Speculation centres on a plan to increase American troop strength
in the short run, in a final effort to enforce tranquillity
of the graveyard variety, before a drawdown that could see the
occupation force reduced by half by the end of 2007.
Such a move will serve to compound the problem rather than resolve
it. The clouds over Iraq have no silver lining, but the only
serious prospect of dissipating them lies in a complete and
unequivocal withdrawal by the US and its allies, in combination
with a determined diplomatic push, preferably by the United
Nations, to obtain regional consent on non-intervention. The
bloodshed won’t, of course, cease immediately. There may
even be a spike in sectarian violence, but how much worse can
it get. The vast majority of Iraqis are bound to realise sooner
or later that they have to coexist with each other, if not as
compatriots then at least as neighbours.
It would be sheer folly to attempt any firm predictions about
exactly where a total pullout would lead, but it does appear
to be the least atrocious option. Which probably means it is
also the one least likely to be exercised in the short to medium
term, partly out of vanity on the part of the Americans. The
embarrassment of failure could scar the American psyche (and,
possibly, act as a restraint against further imperialist adventures)

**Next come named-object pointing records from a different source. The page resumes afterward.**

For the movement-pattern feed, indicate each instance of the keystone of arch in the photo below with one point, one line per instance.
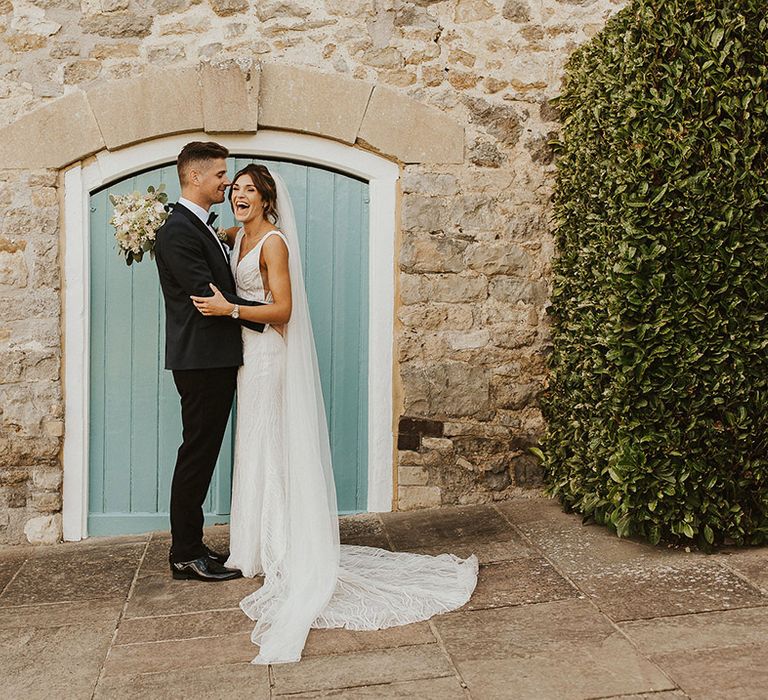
(221, 100)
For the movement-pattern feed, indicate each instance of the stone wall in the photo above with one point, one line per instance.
(474, 246)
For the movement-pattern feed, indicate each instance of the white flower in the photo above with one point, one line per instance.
(136, 219)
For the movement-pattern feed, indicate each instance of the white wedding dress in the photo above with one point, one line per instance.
(283, 519)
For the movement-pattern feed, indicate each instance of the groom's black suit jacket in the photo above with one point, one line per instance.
(188, 259)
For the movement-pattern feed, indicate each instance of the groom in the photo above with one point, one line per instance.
(203, 352)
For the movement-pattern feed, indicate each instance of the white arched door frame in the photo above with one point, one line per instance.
(106, 167)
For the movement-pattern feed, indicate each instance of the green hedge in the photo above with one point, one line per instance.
(657, 406)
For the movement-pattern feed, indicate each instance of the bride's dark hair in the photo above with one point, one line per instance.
(264, 183)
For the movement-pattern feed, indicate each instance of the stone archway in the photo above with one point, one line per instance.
(109, 119)
(116, 114)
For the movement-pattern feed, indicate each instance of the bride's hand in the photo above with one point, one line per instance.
(216, 305)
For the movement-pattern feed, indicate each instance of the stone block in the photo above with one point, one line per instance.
(473, 11)
(13, 269)
(468, 340)
(118, 24)
(230, 99)
(45, 529)
(46, 502)
(423, 212)
(411, 132)
(408, 442)
(227, 8)
(426, 253)
(294, 98)
(47, 479)
(412, 476)
(441, 389)
(52, 136)
(413, 497)
(154, 104)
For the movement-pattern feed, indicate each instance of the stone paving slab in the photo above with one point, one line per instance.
(565, 649)
(663, 695)
(700, 631)
(80, 613)
(158, 594)
(580, 550)
(727, 673)
(445, 688)
(639, 590)
(9, 566)
(517, 582)
(320, 673)
(178, 654)
(234, 680)
(214, 623)
(364, 530)
(53, 662)
(562, 610)
(94, 572)
(531, 510)
(751, 563)
(341, 641)
(445, 527)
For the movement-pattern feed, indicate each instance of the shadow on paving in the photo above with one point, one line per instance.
(561, 610)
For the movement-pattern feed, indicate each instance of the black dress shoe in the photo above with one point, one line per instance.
(220, 558)
(203, 569)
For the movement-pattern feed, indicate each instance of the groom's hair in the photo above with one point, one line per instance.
(195, 153)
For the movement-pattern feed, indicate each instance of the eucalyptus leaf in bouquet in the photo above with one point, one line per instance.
(136, 219)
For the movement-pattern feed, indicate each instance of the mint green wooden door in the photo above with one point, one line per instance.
(135, 423)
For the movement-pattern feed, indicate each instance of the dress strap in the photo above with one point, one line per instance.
(273, 232)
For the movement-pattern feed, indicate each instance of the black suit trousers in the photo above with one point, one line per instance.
(206, 401)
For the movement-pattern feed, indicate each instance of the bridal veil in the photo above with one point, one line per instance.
(309, 579)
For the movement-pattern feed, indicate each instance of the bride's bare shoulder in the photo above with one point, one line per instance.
(230, 234)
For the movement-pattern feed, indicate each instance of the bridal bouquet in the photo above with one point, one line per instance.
(136, 220)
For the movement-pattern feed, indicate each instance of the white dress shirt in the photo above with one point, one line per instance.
(202, 214)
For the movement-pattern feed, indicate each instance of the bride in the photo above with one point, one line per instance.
(283, 519)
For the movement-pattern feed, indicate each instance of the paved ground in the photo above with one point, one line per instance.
(561, 611)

for a generation. But then, most Americans – with the
exception of Bush and Cheney – are willing to concede
that “success” on any terms is no longer an option.
And it requires only a modicum of common sense to realise that
when it comes to a crime such as aggravated assault, the longer
it continues, the worse its consequences.
Once it’s all over and some semblance of peace returns
to Mesopotamia, it is likely to take Iraqis at least a generation
to recover from the agonies of Saddam Hussein’s dictatorship,
which were – predictably – compounded manifold by
invaders masquerading as the nation’s saviours. And even
that’s an optimistic assumption. As things stand, the
only guarantee is that as long as the brutal occupation continues,
an epic tragedy will continue to unfold wherein, as Shakespeare
might have put it, each new morn new widows howl, new orphans
cry, new sorrows strike heaven on the face.